Nor, of course, did he tell Katie about the time travel. As he had elsewhere, he came close. He was on the phone with her, and they were talking about upcoming movies, when she commented that the Churchill biopic, Her Finest Hour, would be opening in a couple of weeks. She was anxious to see it. One of the things he especially liked about her was that she was not much inclined toward chick flicks. Katie enjoyed conflict. Especially the ones featuring an ordinary guy, or woman, who simply decides he’s had enough and takes on whatever constitutes the evil empire, the local mob, corrupt politicians, or maybe just the bully across the street. “It looks like fun,” she said.

And he imagined himself telling her: Katie, I’ve talked to Churchill.

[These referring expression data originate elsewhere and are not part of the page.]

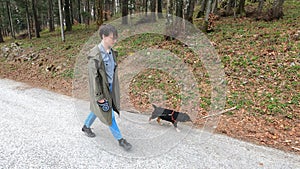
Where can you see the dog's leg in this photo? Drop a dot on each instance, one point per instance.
(158, 121)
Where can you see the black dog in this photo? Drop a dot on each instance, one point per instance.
(169, 115)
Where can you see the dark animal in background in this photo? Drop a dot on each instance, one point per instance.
(169, 115)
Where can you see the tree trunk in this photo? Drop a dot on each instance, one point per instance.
(71, 12)
(125, 12)
(36, 21)
(146, 6)
(229, 6)
(28, 19)
(51, 18)
(202, 9)
(61, 20)
(1, 37)
(159, 9)
(241, 9)
(179, 5)
(113, 7)
(99, 6)
(169, 25)
(190, 10)
(88, 11)
(67, 15)
(260, 6)
(79, 11)
(153, 10)
(207, 13)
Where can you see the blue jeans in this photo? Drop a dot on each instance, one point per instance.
(114, 129)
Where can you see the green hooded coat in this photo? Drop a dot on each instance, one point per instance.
(99, 86)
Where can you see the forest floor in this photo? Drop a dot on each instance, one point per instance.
(261, 63)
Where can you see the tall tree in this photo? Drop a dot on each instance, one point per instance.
(1, 37)
(153, 10)
(260, 6)
(28, 19)
(241, 9)
(61, 20)
(124, 12)
(68, 15)
(99, 6)
(50, 16)
(207, 14)
(159, 8)
(11, 25)
(35, 18)
(79, 11)
(190, 10)
(179, 5)
(202, 9)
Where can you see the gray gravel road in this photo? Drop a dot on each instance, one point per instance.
(42, 129)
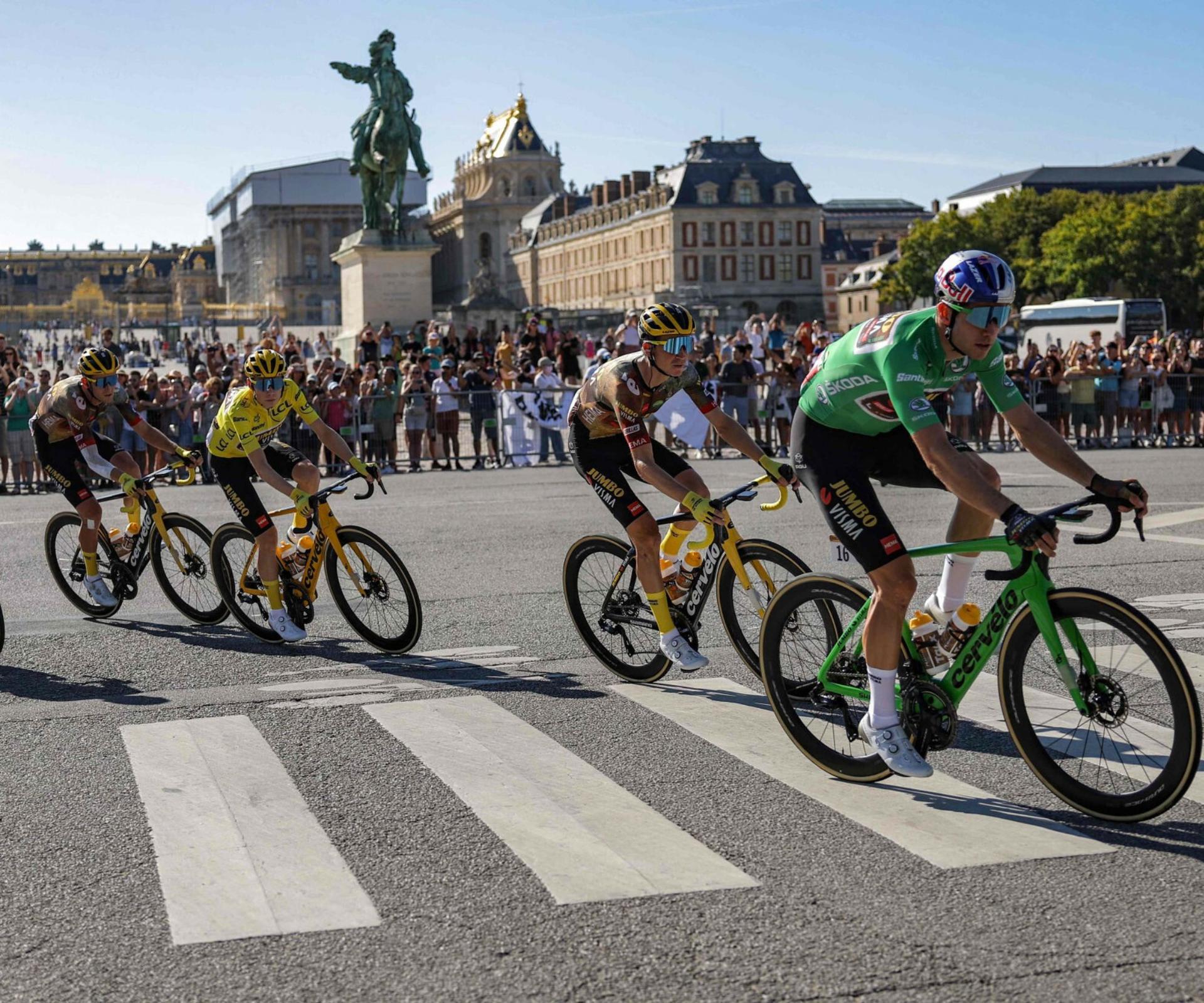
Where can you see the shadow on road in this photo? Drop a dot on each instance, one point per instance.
(46, 686)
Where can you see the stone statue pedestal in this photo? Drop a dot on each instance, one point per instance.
(384, 277)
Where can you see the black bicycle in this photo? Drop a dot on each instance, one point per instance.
(611, 613)
(176, 546)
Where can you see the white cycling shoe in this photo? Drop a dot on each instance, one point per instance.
(98, 588)
(278, 620)
(677, 649)
(892, 745)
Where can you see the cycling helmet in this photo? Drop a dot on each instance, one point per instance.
(263, 364)
(97, 363)
(976, 277)
(663, 322)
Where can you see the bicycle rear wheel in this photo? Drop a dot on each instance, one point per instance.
(742, 611)
(236, 576)
(61, 543)
(1139, 750)
(188, 583)
(621, 631)
(374, 592)
(803, 624)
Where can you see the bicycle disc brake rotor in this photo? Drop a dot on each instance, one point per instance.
(1107, 700)
(929, 716)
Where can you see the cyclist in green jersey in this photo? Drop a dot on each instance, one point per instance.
(865, 412)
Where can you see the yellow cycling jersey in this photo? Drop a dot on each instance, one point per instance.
(242, 425)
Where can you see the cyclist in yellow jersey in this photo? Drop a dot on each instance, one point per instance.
(242, 442)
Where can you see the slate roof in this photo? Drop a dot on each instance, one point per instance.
(1108, 179)
(722, 162)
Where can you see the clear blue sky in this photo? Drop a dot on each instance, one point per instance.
(120, 120)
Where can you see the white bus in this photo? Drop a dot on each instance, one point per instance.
(1069, 321)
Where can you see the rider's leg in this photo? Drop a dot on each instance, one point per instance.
(894, 588)
(968, 523)
(677, 533)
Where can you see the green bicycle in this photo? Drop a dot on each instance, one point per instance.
(1102, 709)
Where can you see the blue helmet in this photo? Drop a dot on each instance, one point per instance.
(976, 277)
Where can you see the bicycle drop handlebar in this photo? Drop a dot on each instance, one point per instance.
(1070, 513)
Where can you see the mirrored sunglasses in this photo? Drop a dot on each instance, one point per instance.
(678, 344)
(980, 317)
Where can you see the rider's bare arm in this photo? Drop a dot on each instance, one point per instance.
(958, 471)
(650, 474)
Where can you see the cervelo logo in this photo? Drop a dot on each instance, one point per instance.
(993, 627)
(828, 387)
(709, 560)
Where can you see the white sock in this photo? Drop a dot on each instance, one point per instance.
(883, 712)
(955, 580)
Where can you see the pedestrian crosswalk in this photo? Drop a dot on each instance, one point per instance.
(240, 854)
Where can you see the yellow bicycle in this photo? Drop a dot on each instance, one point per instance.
(366, 578)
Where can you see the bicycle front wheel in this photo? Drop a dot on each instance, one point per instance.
(1138, 750)
(608, 608)
(742, 611)
(233, 561)
(183, 571)
(803, 624)
(63, 555)
(374, 590)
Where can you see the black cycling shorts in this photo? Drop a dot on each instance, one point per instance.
(836, 466)
(234, 475)
(64, 463)
(606, 464)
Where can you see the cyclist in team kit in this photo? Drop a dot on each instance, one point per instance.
(63, 435)
(865, 412)
(242, 443)
(610, 441)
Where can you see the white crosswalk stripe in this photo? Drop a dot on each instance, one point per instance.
(581, 834)
(943, 820)
(238, 851)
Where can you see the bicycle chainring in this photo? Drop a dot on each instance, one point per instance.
(929, 716)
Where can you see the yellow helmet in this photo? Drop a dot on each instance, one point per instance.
(97, 363)
(264, 364)
(663, 322)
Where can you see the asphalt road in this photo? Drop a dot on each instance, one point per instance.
(405, 838)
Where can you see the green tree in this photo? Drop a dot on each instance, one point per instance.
(921, 251)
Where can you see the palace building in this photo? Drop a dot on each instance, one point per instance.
(107, 287)
(497, 183)
(727, 231)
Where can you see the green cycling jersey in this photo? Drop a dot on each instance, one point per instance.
(885, 371)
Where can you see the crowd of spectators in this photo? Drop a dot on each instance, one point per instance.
(421, 399)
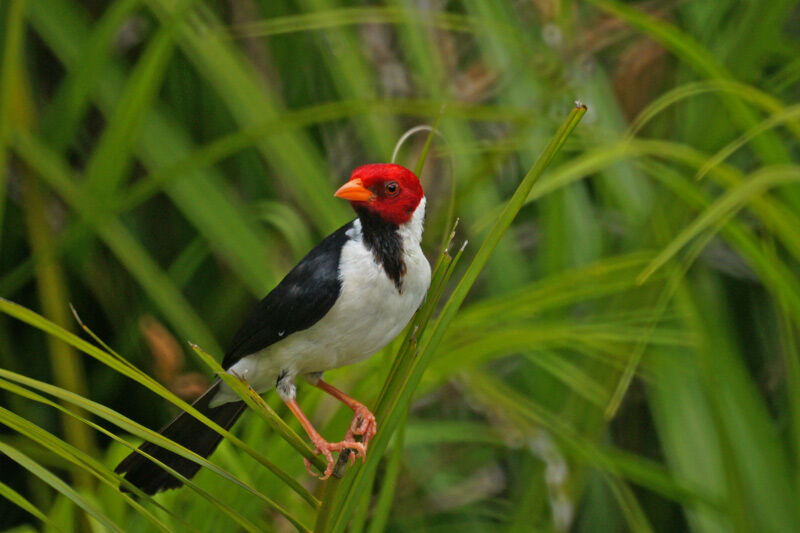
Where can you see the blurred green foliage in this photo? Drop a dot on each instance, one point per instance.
(627, 360)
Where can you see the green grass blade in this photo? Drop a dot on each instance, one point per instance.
(48, 477)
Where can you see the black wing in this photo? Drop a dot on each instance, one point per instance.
(303, 297)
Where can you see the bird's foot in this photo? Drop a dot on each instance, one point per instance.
(321, 446)
(363, 425)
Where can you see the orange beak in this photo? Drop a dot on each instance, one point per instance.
(354, 191)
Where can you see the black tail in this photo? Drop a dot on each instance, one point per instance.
(187, 431)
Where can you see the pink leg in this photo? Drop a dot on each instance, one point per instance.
(321, 445)
(363, 424)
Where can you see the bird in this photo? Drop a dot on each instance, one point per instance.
(346, 299)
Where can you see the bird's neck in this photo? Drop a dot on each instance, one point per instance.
(388, 241)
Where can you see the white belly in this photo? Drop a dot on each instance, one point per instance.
(369, 312)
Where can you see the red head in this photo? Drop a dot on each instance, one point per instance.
(391, 191)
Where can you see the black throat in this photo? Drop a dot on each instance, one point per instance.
(385, 243)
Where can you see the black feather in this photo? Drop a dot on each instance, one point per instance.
(187, 431)
(382, 238)
(304, 296)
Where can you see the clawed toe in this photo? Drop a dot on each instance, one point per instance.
(327, 449)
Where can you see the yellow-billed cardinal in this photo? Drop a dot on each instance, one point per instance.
(345, 300)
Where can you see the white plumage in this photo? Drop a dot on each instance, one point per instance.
(369, 312)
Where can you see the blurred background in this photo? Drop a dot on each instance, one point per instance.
(628, 359)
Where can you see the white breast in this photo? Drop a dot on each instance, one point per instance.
(369, 312)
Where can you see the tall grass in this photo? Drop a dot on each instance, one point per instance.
(622, 356)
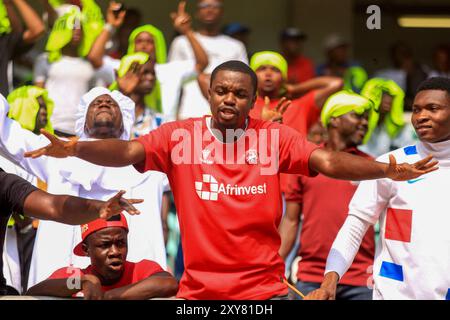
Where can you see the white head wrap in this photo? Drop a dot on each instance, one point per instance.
(127, 107)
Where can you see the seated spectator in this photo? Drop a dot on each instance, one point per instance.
(110, 276)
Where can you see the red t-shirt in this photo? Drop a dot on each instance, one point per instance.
(228, 212)
(133, 273)
(325, 204)
(300, 70)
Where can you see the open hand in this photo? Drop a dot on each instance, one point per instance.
(57, 148)
(117, 204)
(275, 115)
(406, 171)
(181, 20)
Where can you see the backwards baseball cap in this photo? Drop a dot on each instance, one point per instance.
(87, 229)
(270, 58)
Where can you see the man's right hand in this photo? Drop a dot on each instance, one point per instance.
(327, 290)
(91, 288)
(57, 148)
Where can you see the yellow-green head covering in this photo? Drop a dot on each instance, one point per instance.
(158, 38)
(91, 20)
(152, 100)
(394, 121)
(342, 103)
(24, 106)
(270, 58)
(5, 24)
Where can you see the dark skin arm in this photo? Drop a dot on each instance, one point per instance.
(337, 165)
(73, 210)
(61, 288)
(289, 228)
(160, 285)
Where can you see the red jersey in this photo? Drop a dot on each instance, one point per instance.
(229, 211)
(133, 273)
(300, 69)
(325, 204)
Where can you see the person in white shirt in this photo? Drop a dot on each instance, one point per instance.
(413, 259)
(219, 47)
(102, 114)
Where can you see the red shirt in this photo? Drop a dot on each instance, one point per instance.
(325, 204)
(228, 212)
(301, 116)
(133, 273)
(300, 69)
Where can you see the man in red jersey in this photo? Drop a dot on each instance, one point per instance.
(322, 204)
(224, 173)
(110, 276)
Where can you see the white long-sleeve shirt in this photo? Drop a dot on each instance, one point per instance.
(413, 259)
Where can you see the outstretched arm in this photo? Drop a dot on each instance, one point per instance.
(108, 153)
(73, 210)
(160, 285)
(345, 166)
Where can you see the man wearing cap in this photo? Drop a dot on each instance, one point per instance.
(224, 173)
(109, 276)
(101, 114)
(300, 68)
(322, 203)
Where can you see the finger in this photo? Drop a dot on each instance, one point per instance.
(423, 162)
(182, 7)
(285, 107)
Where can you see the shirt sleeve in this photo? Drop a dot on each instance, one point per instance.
(295, 152)
(13, 192)
(157, 150)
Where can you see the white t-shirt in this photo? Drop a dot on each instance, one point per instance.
(220, 49)
(66, 80)
(413, 261)
(170, 75)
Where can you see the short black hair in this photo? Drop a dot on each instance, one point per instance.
(237, 66)
(437, 83)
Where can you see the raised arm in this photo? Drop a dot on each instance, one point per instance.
(113, 22)
(182, 22)
(160, 285)
(345, 166)
(34, 26)
(324, 86)
(108, 153)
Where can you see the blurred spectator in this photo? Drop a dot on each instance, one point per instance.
(300, 68)
(14, 38)
(109, 276)
(338, 64)
(219, 47)
(441, 60)
(345, 115)
(406, 72)
(388, 129)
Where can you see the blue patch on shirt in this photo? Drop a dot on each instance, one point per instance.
(392, 271)
(410, 151)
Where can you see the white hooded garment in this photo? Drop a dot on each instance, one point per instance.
(55, 241)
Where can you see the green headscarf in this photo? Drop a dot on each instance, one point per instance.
(158, 38)
(24, 106)
(394, 121)
(270, 58)
(344, 102)
(154, 99)
(355, 78)
(92, 22)
(5, 24)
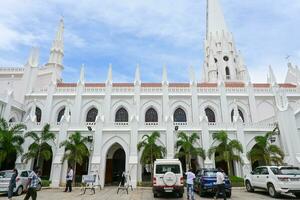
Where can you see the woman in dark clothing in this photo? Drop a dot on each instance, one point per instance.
(12, 184)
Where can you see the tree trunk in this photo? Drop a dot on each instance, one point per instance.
(74, 174)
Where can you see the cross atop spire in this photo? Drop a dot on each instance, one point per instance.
(215, 19)
(57, 49)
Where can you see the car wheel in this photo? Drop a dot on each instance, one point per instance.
(19, 190)
(297, 195)
(249, 187)
(39, 187)
(180, 195)
(272, 191)
(228, 194)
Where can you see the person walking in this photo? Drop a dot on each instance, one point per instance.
(220, 184)
(190, 176)
(69, 180)
(32, 185)
(12, 184)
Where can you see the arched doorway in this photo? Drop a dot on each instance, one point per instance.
(254, 161)
(82, 169)
(45, 165)
(220, 163)
(115, 164)
(9, 162)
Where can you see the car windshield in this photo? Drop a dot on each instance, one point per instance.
(210, 173)
(162, 169)
(286, 171)
(6, 174)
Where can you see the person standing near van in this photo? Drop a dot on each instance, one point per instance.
(190, 176)
(220, 184)
(12, 184)
(69, 180)
(32, 185)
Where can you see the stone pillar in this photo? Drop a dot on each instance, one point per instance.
(133, 159)
(246, 167)
(57, 163)
(7, 109)
(252, 103)
(224, 103)
(97, 146)
(208, 162)
(171, 135)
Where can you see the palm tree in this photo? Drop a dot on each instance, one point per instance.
(75, 150)
(39, 148)
(151, 151)
(186, 143)
(228, 150)
(11, 140)
(265, 151)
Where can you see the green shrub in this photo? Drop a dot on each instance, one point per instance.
(46, 183)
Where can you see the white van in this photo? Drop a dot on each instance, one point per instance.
(168, 177)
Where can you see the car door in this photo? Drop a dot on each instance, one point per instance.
(24, 178)
(255, 175)
(263, 178)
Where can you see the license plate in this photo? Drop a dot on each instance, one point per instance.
(168, 189)
(295, 179)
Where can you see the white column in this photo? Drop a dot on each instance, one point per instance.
(246, 168)
(224, 104)
(133, 159)
(252, 103)
(208, 163)
(57, 164)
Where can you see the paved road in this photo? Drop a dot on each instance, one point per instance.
(109, 193)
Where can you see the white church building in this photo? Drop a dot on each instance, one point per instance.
(115, 115)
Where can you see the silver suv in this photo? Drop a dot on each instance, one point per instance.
(275, 179)
(21, 181)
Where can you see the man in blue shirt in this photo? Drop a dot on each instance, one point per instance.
(32, 185)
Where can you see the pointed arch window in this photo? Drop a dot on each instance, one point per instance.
(179, 115)
(38, 114)
(151, 115)
(11, 120)
(227, 73)
(60, 114)
(240, 114)
(121, 115)
(210, 115)
(91, 115)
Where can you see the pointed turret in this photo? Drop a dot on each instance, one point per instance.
(137, 79)
(57, 49)
(165, 76)
(109, 75)
(221, 56)
(81, 77)
(33, 60)
(215, 19)
(271, 77)
(192, 76)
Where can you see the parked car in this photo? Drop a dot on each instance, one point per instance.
(168, 177)
(21, 181)
(275, 179)
(205, 182)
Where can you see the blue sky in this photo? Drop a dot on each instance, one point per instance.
(150, 33)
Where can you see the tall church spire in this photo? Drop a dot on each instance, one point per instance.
(215, 19)
(57, 49)
(222, 60)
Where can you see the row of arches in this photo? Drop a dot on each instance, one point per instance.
(151, 115)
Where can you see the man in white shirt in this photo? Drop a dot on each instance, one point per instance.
(220, 183)
(190, 176)
(69, 180)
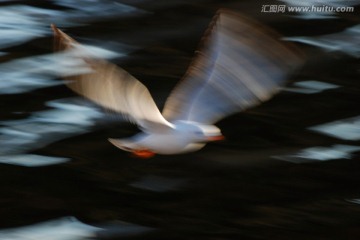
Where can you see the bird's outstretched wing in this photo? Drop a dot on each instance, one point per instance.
(110, 86)
(239, 64)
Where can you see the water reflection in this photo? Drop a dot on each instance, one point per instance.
(22, 23)
(65, 118)
(319, 14)
(32, 160)
(347, 41)
(158, 184)
(67, 228)
(346, 129)
(310, 87)
(321, 154)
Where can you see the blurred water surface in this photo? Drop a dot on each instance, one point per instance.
(289, 168)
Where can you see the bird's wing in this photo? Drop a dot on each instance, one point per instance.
(110, 86)
(239, 64)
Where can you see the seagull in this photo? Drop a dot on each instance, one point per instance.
(239, 64)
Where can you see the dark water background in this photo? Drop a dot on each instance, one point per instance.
(258, 184)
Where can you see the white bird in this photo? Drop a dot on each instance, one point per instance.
(239, 64)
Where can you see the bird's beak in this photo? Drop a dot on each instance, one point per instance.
(143, 154)
(216, 138)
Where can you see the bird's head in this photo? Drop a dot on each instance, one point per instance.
(200, 132)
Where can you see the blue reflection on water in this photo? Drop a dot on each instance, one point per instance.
(65, 119)
(347, 41)
(346, 129)
(67, 228)
(310, 87)
(338, 151)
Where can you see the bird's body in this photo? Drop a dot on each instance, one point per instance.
(240, 64)
(184, 137)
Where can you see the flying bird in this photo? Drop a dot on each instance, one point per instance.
(238, 65)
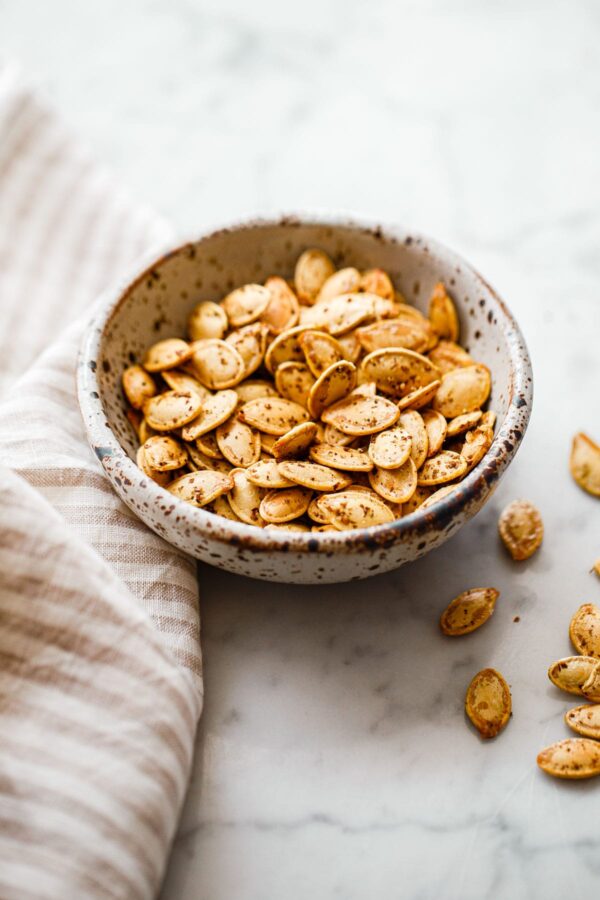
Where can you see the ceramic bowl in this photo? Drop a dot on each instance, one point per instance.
(154, 303)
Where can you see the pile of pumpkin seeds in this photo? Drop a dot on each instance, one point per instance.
(323, 404)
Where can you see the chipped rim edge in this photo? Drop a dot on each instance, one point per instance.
(115, 460)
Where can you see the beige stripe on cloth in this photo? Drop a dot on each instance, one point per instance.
(100, 666)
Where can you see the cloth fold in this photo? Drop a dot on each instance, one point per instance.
(100, 665)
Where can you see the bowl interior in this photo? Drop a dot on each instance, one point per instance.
(156, 305)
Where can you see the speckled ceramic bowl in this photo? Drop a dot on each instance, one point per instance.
(155, 304)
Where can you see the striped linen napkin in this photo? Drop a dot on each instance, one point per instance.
(100, 666)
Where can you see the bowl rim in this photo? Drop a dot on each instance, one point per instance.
(117, 463)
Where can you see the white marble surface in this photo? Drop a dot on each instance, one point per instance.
(334, 760)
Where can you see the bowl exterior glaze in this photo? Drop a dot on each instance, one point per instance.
(154, 303)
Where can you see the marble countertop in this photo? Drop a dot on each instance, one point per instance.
(334, 759)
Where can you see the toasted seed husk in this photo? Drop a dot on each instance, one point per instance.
(521, 529)
(171, 410)
(284, 505)
(294, 381)
(214, 411)
(572, 758)
(343, 281)
(444, 466)
(273, 415)
(138, 386)
(250, 342)
(255, 388)
(412, 421)
(377, 281)
(295, 442)
(447, 356)
(217, 364)
(585, 464)
(395, 485)
(201, 487)
(591, 688)
(397, 371)
(355, 509)
(436, 427)
(338, 457)
(161, 478)
(167, 354)
(312, 475)
(584, 630)
(357, 415)
(313, 268)
(463, 390)
(178, 380)
(283, 308)
(221, 507)
(488, 702)
(469, 611)
(246, 304)
(207, 444)
(420, 397)
(437, 495)
(164, 453)
(207, 320)
(460, 424)
(238, 443)
(571, 673)
(332, 385)
(321, 350)
(265, 473)
(442, 314)
(402, 332)
(285, 348)
(245, 498)
(391, 448)
(585, 720)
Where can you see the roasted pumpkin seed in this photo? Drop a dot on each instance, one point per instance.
(171, 410)
(207, 320)
(214, 411)
(572, 758)
(355, 509)
(313, 476)
(282, 506)
(395, 485)
(295, 442)
(391, 448)
(445, 466)
(571, 673)
(357, 415)
(585, 720)
(469, 611)
(273, 415)
(584, 630)
(138, 385)
(585, 464)
(217, 364)
(488, 702)
(202, 487)
(337, 457)
(332, 385)
(462, 391)
(521, 529)
(167, 355)
(238, 443)
(164, 453)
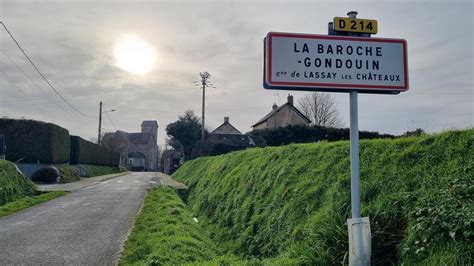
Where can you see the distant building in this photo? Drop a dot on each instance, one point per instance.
(282, 116)
(172, 160)
(227, 138)
(137, 150)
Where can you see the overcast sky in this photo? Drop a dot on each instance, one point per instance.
(72, 43)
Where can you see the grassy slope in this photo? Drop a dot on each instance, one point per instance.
(13, 185)
(165, 233)
(290, 203)
(17, 192)
(96, 170)
(68, 173)
(28, 201)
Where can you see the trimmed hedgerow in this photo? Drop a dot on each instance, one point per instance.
(86, 152)
(13, 185)
(289, 204)
(305, 134)
(34, 141)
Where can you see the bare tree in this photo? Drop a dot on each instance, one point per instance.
(321, 108)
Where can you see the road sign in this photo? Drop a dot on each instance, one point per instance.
(355, 25)
(311, 62)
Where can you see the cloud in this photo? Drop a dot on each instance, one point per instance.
(72, 43)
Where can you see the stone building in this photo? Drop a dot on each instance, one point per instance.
(228, 138)
(282, 116)
(136, 149)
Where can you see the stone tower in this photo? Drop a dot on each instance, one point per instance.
(150, 126)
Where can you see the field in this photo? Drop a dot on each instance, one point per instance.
(289, 204)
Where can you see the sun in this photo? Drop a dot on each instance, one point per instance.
(134, 55)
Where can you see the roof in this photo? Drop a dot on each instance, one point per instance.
(226, 123)
(240, 140)
(149, 123)
(265, 118)
(137, 138)
(136, 155)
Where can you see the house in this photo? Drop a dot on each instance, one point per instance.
(227, 138)
(282, 116)
(137, 150)
(172, 160)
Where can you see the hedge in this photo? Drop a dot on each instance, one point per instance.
(86, 152)
(305, 134)
(31, 141)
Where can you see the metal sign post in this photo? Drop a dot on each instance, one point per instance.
(345, 60)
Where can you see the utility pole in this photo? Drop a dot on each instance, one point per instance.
(204, 77)
(100, 122)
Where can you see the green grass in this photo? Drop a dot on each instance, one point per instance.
(13, 185)
(28, 201)
(165, 233)
(289, 204)
(97, 170)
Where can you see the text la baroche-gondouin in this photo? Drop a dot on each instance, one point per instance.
(363, 64)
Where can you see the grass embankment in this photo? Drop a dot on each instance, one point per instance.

In 1931. Really.

“You’re laughing,” she said. “If you don’t want to—”

So then I said to Winston— “No, no,” he interrupted. “That’s good. Let’s do it.”

“What was so funny?”

“Umm. No, I was thinking about something else.” A new Superman film was opening. Dave had never thought about it before, but it must have been hideously diffic ult for Clark Kent to keep his secret. Especially in the face of Lois’s superior attitude.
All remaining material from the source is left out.